What is a circular polisher?
A circular polisher, is sometimes referred to as a rotary or high-speed polisher. It’s called “circular” or rotary because the head spins on one axis. It spins typically from 600-3000 RPMs. This single motion allows a circular polisher to level the clear coat that surrounds a scratch so that the scratch’s “edges” disappear. Professionals who want to completely remove a deep scratch must use a circular polisher.
The heat is on! Circular polishers get much hotter than dual action polishers because the pad is spinning at a high speed. You MUST keep a circular polisher moving at all times so this heat doesn’t concentrate on one spot. It will burn through the paint in seconds.
You can minimize the risk by practicing on scrap car panels before you attempt any work on your own vehicle. You can pick up old parts at your local junk yard for a fee, but it’s definitely cheaper than repainting your vehicle!
So you may understand the thickness of clear coat, think of the cellophane wrapper on a pack of cigarettes. Remove it and press the two sides together. This thickness represents the depth of clear coat that protects your pigment layer. The outer surface of the clearcoat is the “hardest” and “densest” and is impregnated with the critical UV protection. This surface, assaulted by bugs, bird droppings and acid rain gets worn away revealing the softer underlying clearcoat which provides less resilience and protection.
The Paint Facts - Typical Industry Paint Thickness Specs.
E-Coat 1.3 mil - Electrocoat is an anticorrosion coat applied to both sides of the steel to prevent corrosion (rust).
Surface Primer 0.7 mil - Initial protection layer with texture to assist the pigment layer in bonding to the metal beneath.
Base Coat 0.6 mil The basecoat is usually 0.5 to 1 mil thick (1,000 mils equal one inch).
Clear Coat 1.9 mil - The clearcoat provides gloss for that "wet look," plus physical protection from the elements, including ultraviolet rays. The clear coat is usually between 1.5 and 2 mils thick.

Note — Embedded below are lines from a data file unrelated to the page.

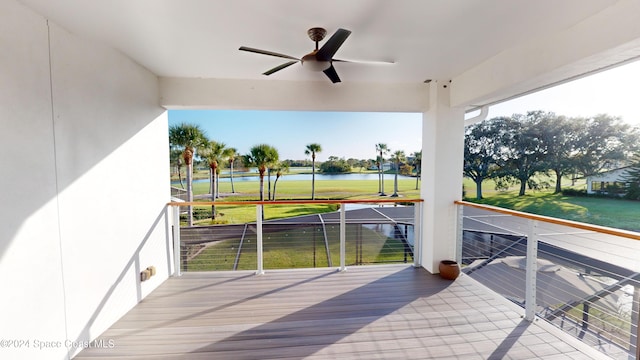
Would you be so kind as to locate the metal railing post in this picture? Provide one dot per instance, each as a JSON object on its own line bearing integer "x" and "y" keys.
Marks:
{"x": 343, "y": 237}
{"x": 260, "y": 270}
{"x": 459, "y": 232}
{"x": 417, "y": 234}
{"x": 531, "y": 272}
{"x": 176, "y": 240}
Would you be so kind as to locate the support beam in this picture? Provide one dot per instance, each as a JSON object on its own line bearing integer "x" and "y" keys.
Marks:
{"x": 230, "y": 94}
{"x": 442, "y": 154}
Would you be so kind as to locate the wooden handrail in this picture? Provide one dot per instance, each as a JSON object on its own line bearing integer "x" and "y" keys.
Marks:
{"x": 291, "y": 202}
{"x": 574, "y": 224}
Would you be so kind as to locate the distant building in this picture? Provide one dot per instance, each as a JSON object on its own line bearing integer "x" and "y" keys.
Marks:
{"x": 609, "y": 182}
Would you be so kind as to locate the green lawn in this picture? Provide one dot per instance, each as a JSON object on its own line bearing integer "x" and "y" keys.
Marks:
{"x": 302, "y": 247}
{"x": 617, "y": 213}
{"x": 300, "y": 189}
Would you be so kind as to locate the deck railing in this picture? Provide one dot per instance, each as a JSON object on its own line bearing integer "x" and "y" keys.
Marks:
{"x": 583, "y": 278}
{"x": 359, "y": 232}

Keep the speed slow. Use your circular polisher at its slowest speed setting. This means typically between 1000 and 1200 RPM. Unless you’re planning on refinishing a vehicle, there’s no need to ever exceed 1500 RPM.
Another equally critical factor in preventing PAINT BURN is keeping the polisher in constant motion to reduce the build up of heat. Heat build up is especially critical toward edges and corners where the paint is thinnest. It is less problematic in the center of large panels.

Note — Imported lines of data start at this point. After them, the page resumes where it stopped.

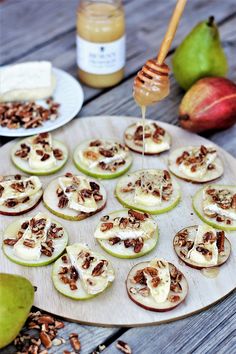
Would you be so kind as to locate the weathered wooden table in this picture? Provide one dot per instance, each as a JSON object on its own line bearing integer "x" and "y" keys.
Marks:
{"x": 36, "y": 30}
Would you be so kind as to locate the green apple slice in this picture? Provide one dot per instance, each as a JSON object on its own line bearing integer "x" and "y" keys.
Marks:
{"x": 181, "y": 248}
{"x": 209, "y": 176}
{"x": 24, "y": 207}
{"x": 50, "y": 200}
{"x": 77, "y": 294}
{"x": 23, "y": 164}
{"x": 198, "y": 208}
{"x": 135, "y": 293}
{"x": 128, "y": 201}
{"x": 59, "y": 245}
{"x": 155, "y": 149}
{"x": 118, "y": 249}
{"x": 96, "y": 171}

Work the pad perfectly flat against the paint or with the back of the pad tilted slightly upward to avoid dragging it on the paint.
This guide will give you a good start, but you will develop your own techniques as you become more comfortable with the machine.

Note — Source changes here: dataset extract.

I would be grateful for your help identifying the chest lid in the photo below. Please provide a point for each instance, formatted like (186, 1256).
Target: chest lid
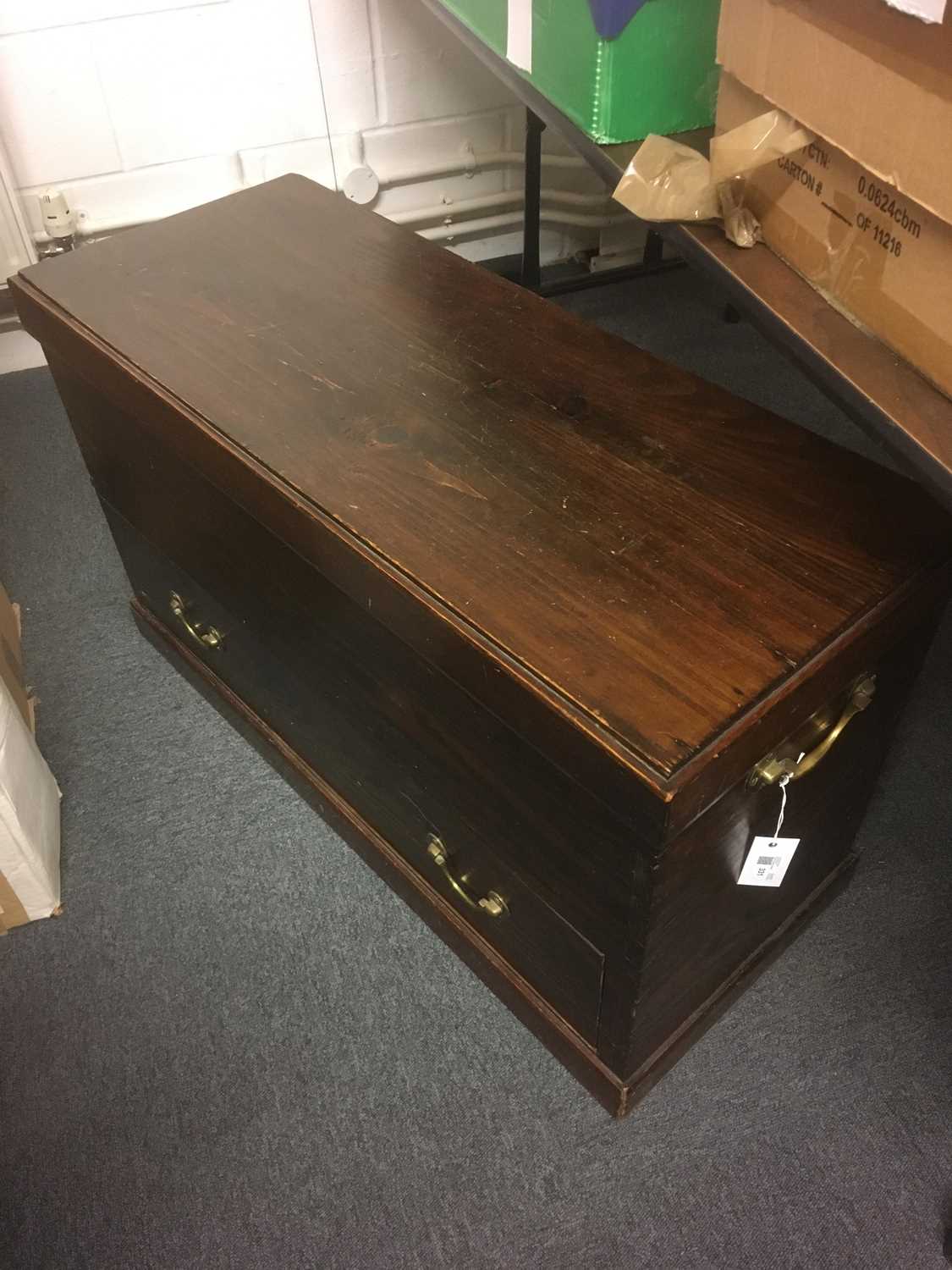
(650, 550)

What problems can a circular polisher correct?
A circular polisher can remove almost any scratches or swirls and most oxidation, as long as they do not penetrate beneath the clear coat. A good way of assessing a scratch is to run your fingernail over it. If your fingernail catches in the scratch, it generally means it is too deep to be removed without professional help. Scratches and swirls that extend through to the color coat will require repainting or a touch-up at the very least. Do not attempt to remove these scratches because you can remove the entire clear coat, resulting in paint system failure.